Tuesday, December 12, 2023

Tuesday TV Touchbase: Deadloch & Invincible

Before I get into today's Tuesday TV Touchbase, let me share a thought on Norman Lear who died last week at the age of 101. 

As a child of the 1970's, I was frequently confronted by Lear's TV shows All in the Family, Maude, Sanford and Son, One Day at a Time, The Jeffersons and Good Times. I can't say I was a fan but as a naive and sheltered kid, I think a lot of the political and social themes went over my head. People tended to yell a lot on Norman Lear shows.  

My mom was a fan of Good Times (people who were actually poorer than us) and The Jeffersons (George Jefferson might have been richer than us with that "deluxe apartment way up in the sky" but he wasn't better than us.) 

I remember an episode of The Jeffersons where George performs CPR to say the life of a white supremacist. When learning a black man saved his life, the guy says "You should've let me die".  Meanwhile, the man's son is grateful to George for saving his father's life. 

The older generation may not learn to let go of hate and ignorance but the next generation will learn to be better.   

So I guess not all of the political and social themes went over my head after all.  

On to this week's Touchbase.


As I have written about before, I have followed crime shows set in or around Australia such as Ms. Fisher's Modern Murder Mysteries and My Life As Murder (which has been renewed for a 4th season).   

I've recently started watching another Australia set crime show on Amazon Prime called Deadloch.  Cross Broadchurch (a buccolic village rattled by murder) and The L Word (most of the characters are lesbians).  

Deadloch is a quiet little town off the coast of Tasmania which wants to be a little less quiet as it gears up for the annual Winter Feastival, a celebration of local art, cuisine and culture.  

Then the murders began. 

It begins with a naked dude who washes up dead on the beach with his tongue cut out and his penis is on fire.  

Then another body turns up. Then another. And another. 

All dudes. 

Deadloch police sergeant Dulcie Collins is trying to be professional and methodical about this. But she gets saddled with an out of town detective named Eddie Redcliffe.
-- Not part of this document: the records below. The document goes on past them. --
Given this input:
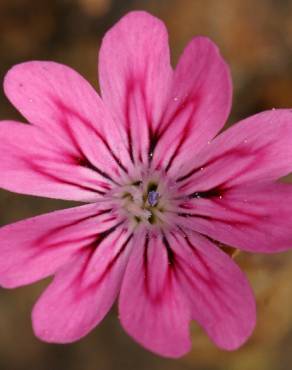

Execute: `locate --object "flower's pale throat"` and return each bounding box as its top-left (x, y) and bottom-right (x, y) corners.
top-left (112, 173), bottom-right (177, 228)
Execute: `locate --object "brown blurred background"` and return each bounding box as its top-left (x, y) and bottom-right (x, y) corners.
top-left (0, 0), bottom-right (292, 370)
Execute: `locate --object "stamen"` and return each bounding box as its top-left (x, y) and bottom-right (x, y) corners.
top-left (147, 190), bottom-right (159, 207)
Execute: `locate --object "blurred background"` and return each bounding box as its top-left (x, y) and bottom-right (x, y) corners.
top-left (0, 0), bottom-right (292, 370)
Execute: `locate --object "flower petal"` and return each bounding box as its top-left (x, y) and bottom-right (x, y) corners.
top-left (0, 204), bottom-right (119, 288)
top-left (99, 11), bottom-right (172, 163)
top-left (4, 61), bottom-right (128, 184)
top-left (0, 121), bottom-right (114, 201)
top-left (178, 183), bottom-right (292, 253)
top-left (32, 227), bottom-right (132, 343)
top-left (153, 37), bottom-right (232, 175)
top-left (168, 233), bottom-right (256, 350)
top-left (119, 230), bottom-right (191, 357)
top-left (177, 109), bottom-right (292, 194)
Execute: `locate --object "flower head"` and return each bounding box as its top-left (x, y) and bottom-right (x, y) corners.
top-left (0, 12), bottom-right (292, 357)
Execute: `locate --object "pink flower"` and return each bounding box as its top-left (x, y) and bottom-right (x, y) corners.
top-left (0, 12), bottom-right (292, 357)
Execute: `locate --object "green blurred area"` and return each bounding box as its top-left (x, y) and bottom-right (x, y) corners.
top-left (0, 0), bottom-right (292, 370)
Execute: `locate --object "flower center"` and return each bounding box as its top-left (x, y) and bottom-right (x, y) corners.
top-left (113, 174), bottom-right (177, 228)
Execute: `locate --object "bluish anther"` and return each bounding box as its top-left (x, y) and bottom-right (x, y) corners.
top-left (147, 190), bottom-right (159, 207)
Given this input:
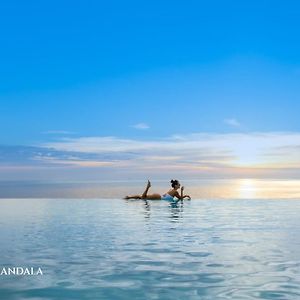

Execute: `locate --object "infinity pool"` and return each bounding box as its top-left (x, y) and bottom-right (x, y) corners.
top-left (0, 199), bottom-right (300, 300)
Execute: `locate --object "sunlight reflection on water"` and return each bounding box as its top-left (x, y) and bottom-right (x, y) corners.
top-left (0, 179), bottom-right (300, 199)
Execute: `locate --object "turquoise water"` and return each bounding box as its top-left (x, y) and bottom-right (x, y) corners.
top-left (0, 199), bottom-right (300, 300)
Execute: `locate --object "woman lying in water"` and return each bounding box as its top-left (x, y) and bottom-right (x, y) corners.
top-left (125, 180), bottom-right (191, 201)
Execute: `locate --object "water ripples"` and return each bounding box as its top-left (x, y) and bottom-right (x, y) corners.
top-left (0, 199), bottom-right (300, 300)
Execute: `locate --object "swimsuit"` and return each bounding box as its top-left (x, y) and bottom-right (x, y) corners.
top-left (161, 193), bottom-right (174, 201)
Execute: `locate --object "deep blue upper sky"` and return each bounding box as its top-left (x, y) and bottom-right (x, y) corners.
top-left (0, 0), bottom-right (300, 144)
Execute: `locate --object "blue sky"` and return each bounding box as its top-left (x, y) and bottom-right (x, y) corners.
top-left (0, 1), bottom-right (300, 179)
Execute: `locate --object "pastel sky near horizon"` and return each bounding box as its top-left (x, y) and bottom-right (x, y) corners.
top-left (0, 0), bottom-right (300, 180)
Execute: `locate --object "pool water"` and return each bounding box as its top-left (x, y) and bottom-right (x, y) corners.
top-left (0, 199), bottom-right (300, 300)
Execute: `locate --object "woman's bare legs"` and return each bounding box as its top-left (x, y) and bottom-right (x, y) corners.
top-left (124, 180), bottom-right (161, 200)
top-left (142, 180), bottom-right (151, 199)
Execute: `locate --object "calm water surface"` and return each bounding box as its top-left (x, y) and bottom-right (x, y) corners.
top-left (0, 199), bottom-right (300, 300)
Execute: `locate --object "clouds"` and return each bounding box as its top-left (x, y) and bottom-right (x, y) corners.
top-left (0, 132), bottom-right (300, 177)
top-left (131, 123), bottom-right (150, 130)
top-left (224, 118), bottom-right (241, 127)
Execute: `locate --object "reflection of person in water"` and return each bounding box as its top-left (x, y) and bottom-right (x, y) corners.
top-left (125, 180), bottom-right (191, 201)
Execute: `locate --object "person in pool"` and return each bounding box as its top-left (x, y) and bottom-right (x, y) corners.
top-left (125, 179), bottom-right (191, 201)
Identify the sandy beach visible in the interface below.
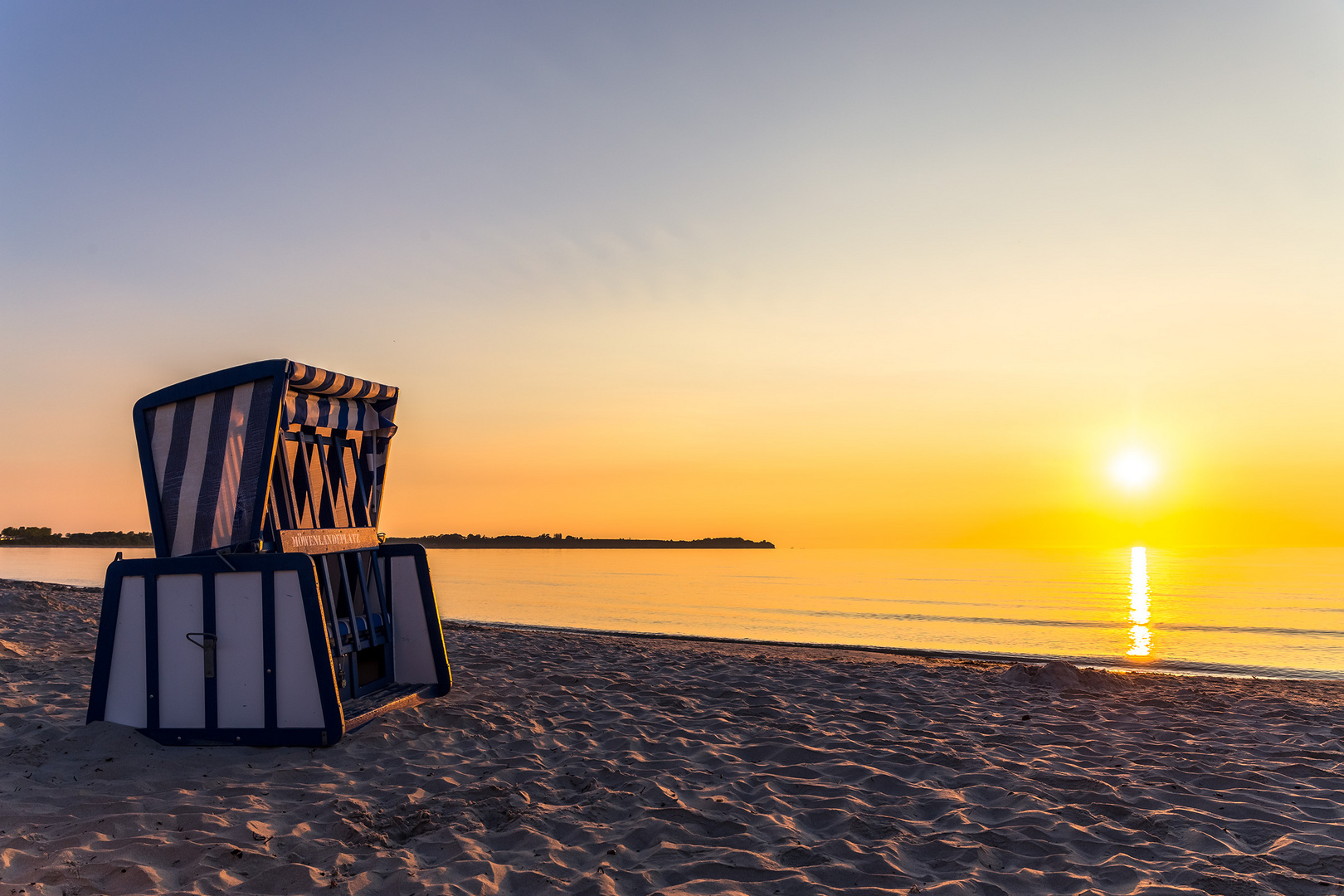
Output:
[0,582,1344,896]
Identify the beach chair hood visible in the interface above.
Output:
[134,358,398,558]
Eddie is brash, reckless, loud, NOT at all professional and methodical, her clothes are always dirty and you can tell through the TV screen she smells bad. Eddie keeps trying to rush the case to a conclusion because she wants to get the hell out of Deadloch. 

As if the murders and the badly behaving "detective" whose making things worse weren't enough, Dulcie has to deal with her wife Cath who is needy, clingy and possessive. Despite dealing with a possible serial killer eating up Dulcie's time, Cath still insists on her wife participating in Feastival activities like the town choir's performance of "I Touch Myself".

Yes, there is a choral arrangement for the Divinyls' ode to self pleasure.

And here it is.


 As I write this, I'm through 3 episodes where we finally get to a point where we find out why Eddie is such a blustery and foul smelling mess and maybe, just maybe she'll start listening to Dulcie.  

Deadloch is a potent mix of quirky characters in a town that is hiding more secrets than one might expect for a small quiet town. Like which one of them is a serial killer.

While I'm over there on Amazon Prime, I'm catching up season 2 of Invincible. In the aftermath of season 1 where Mark Grayson got the crap beat out of him by his father Omni Man who is NOT the the world protecting savior he claimed to be but is the forerunner of an alien invasion, Mark and his mother Debbie are experiencing a lot of PTSD but not exactly coping well with it. 

Debbie has descended into a drunken spiral of depression. Mark is working extra hard to stay busy, offering up Invincible to work for Cecil Stedman's Global Defense Agency while Mark graduates from high school and goes off to college. 

Or drops all that to go save an alien race only to find the ruler of that race is... Omni-Man.

Then things get really complicated. 

What makes Invincible unique is that while it looks like a classic brightly colored super hero story, there is an attention to detail. Super powers hurt and not just the physical stuff like bloody broken bodies and collateral property damage but they can cause pain mentally, emotionally.  The consequences of being a super hero are real and devastating to both the person with powers and to those in their orbit as family, friends and lovers. Invincible explores those consequences.  

That's 4 episodes of season 2 of Invincible when another set of 4 set to drop sometime in 2024.  

And that is that for this week's Touchbase.